As a professional restaurant-goer, I acknowledge that dining at these peak-’90s places does nothing for your street cred. TikToks and Reels reward shots of tattooed chefs and unnecessarily oversize food, not attentive service and leather-bound menus. But I can promise there’s real joy to be found in a restaurant that goes out of its way to make customers feel valued.
And, for the record, dining at restaurants of this genre and vintage does not mean compromising on quality. From now through the end of the season, Bix will roll out a cart for tableside heirloom-tomato service. The pomp and circumstance behind something as humble (yet precious) as a ripe tomato had me giddy. A server wearing a vest and tie presented a plate of burrata and sliced, peak-season tomatoes with a level of care usually reserved for bottles of vintage Champagne.
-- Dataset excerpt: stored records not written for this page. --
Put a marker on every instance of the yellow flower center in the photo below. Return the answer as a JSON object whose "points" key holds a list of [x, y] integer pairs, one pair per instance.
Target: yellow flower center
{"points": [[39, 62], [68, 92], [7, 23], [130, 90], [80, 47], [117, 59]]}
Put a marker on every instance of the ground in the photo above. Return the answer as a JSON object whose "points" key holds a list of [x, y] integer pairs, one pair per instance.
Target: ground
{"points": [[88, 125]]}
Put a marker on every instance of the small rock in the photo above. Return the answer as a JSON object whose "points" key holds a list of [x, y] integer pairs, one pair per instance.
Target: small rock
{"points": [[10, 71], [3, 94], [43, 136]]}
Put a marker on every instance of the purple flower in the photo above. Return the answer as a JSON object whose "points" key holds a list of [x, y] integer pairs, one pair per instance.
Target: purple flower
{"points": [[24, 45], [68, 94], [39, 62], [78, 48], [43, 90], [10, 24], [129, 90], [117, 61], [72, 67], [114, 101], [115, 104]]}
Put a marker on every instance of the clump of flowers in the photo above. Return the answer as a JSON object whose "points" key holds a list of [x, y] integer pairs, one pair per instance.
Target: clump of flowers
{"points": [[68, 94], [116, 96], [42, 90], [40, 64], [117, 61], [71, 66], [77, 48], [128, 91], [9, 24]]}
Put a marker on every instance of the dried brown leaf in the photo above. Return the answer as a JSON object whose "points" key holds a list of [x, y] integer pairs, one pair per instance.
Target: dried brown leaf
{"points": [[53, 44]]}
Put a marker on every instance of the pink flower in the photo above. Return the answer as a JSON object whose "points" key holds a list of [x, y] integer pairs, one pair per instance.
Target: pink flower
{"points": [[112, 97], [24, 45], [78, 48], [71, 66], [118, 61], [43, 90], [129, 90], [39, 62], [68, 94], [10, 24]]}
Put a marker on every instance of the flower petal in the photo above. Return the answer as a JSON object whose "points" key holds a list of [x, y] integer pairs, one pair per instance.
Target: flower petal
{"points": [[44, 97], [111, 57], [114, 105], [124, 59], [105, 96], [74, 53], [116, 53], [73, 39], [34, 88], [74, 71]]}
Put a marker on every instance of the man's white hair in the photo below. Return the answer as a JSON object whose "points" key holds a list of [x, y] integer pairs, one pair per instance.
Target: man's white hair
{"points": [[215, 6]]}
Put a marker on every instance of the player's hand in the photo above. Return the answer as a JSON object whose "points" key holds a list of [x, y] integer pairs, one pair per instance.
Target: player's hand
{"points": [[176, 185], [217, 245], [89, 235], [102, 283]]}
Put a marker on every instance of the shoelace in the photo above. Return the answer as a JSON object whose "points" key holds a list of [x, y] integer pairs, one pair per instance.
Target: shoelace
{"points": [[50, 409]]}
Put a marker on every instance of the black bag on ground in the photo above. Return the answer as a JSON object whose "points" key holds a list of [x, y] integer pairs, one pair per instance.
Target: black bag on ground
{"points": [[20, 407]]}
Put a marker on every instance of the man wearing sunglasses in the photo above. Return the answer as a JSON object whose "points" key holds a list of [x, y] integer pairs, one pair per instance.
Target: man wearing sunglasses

At Boulevard, a recent meal included a miniature souffle blanketed by summer truffles and surrounded by a pool of buttery Brillat-Savarin cheese sauce. It was upstaged only by the escargot Rochambeau, which saw a bunch of garlic-and-leek-scented snails served inside a crusty bread bowl, a playful San Francisco riff on the French classic.
Foreign Cinema’s summer menu also captured the spirit of the season, in the form of a brothy bowl of cavatelli tangled with peas, corn and tender morels.
Of course, there are times when this is not the kind of experience I crave — when I want to slip into a familiar spot and dine without having to engage with an effusive server; nights when the energy of a buzzy, chef-driven restaurant makes even a mundane meal feel like a special occasion.
But from time to time, it’s good — important, I’d argue — to go back to a classic spot and be reminded that self-care can mean letting a restaurant take care of you.
At the end of that dinner at Bix, our party waffled over dessert, inquiring about the seasonal sorbet before deciding against ordering anything at all. A few minutes later, our server returned with four mini scoops of a gorgeous plum sorbet, “Just so you can get a taste.”
The gesture alone was enough to leave me wanting more.